One more word on this cringe-worthy election and hopefully in next week’s blog post I can express my extreme relief that America has dodged a stupidity bullet and we’ll never have to see Donald Trump’s sickening orange face on our televisions again (as long as you don’t watch Trump TV, which I decidedly WILL NOT).  I can’t believe how many stupid people there are in this country – nearly half, according to “polls”.

It’s been expressed much more eloquently in many recent articles:  see, for example, Matthew Yglesias, “Clinton’s critics know she’s guilty, they’re just trying to decide what she’s guilty of”, Vox, 10/31/16, http://www.vox.com/policy-and-politics/2016/10/31/13474116/clinton-prime-directive:  “But what if all previous investigations have shown no wrongdoing because there was no wrongdoing? And what if the client-side copies of emails on Weiner’s computer are just client-side copies of emails, just like the emails in the inbox of everyone else who downloads email to a computer? What if Benghazi was just a tragedy and an example of how bad things happen in war zones? What if Whitewater was just a land deal on which some people lost money because real estate speculation is risky? What if Clinton has been getting away with it for all these years because she hasn’t done anything wrong?”; and  Conor Friedersdorf, “There’s Simply No Comparison Between Clinton’s Flaws and Trump’s”, The Atlantic, 11/1/16, http://www.theatlantic.com/politics/archive/2016/11/perspective-on-the-flaws-of-hillary-clinton-and-donald-trump/506042):   “The trouble with calling both candidates bad and leaving it at that isn’t just that it doesn’t capture how much worse he is, though it doesn’t, or that it is unfair to Clinton. I don’t actually care about her.

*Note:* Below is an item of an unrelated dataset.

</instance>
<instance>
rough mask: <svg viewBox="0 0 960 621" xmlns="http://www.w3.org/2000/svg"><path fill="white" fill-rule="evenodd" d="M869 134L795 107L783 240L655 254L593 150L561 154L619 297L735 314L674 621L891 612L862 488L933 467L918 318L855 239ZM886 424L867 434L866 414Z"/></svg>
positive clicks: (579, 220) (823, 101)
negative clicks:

I do care about us–about Americans who have to live in this country going forward, who will suffer if we elect a man as unfit for the presidency as any major party candidate for that office in generations.  His inexperience matters, his indiscipline matters, his ignorance matters, and so do his character flaws, which render him a greater danger to others the more power he is given.”,

But if I may, some final thoughts from me about this long national nightmare, for what it’s worth:  It shocks me (although maybe it shouldn’t, given the widespread willful ignorance of an educated-but-not-really American public) to see that there are so many people in this country who prefer Trump – a shady huckster who has jobbed the system at every opportunity, a pig and a racist and a wanna-be dictator, who is wholly unqualified to be president of arguably the most wealthy, powerful and influential nation in the world – over Hillary Clinton, a lifelong public servant who has experience at every level of government, who has stood up to those who vilify and criticize her because she realizes that there is an extremely important job that needs to be done – a job she has been waiting her whole life to do.  It’s just common sense, people.

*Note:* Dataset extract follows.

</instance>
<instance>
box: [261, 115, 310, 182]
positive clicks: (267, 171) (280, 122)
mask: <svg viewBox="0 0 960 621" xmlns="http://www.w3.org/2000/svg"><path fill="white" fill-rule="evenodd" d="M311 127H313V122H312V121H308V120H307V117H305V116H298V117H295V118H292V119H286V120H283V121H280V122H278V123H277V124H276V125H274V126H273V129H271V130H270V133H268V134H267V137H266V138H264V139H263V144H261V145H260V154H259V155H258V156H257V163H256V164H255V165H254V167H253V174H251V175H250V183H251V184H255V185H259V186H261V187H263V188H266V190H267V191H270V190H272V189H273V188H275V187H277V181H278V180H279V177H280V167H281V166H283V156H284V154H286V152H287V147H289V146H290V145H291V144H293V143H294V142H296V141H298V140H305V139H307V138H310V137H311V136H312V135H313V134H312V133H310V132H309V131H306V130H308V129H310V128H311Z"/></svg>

If Hillary’s lying bothers Trump supporters so much, how hypocritical is it for them to support Trump, who lies far more than he tells the truth and whose pronouncements are almost entirely without basis in fact?  Republican strategist Steve Schmidt, speaking on “Meet the Press” on October 9 (http://www.nbcnews.com/meet-the-press/video/schmidt-trump-has-exposed-intellectual-rot-of-republican-party-782256707624), had it exactly right:  He said, in no uncertain terms, of the Trump campaign that “the magnitude of its disgrace . . . is difficult to articulate” and that “it has exposed the intellectual rot within the Republican Party”.

I just want it to be over.  Instead of rejoicing in this historical moment for women and knowing that the goals of political progressives are finally within reach, we’re being driven to distraction by a lot of hoohah over EMAILS.  GAH.  Enough already!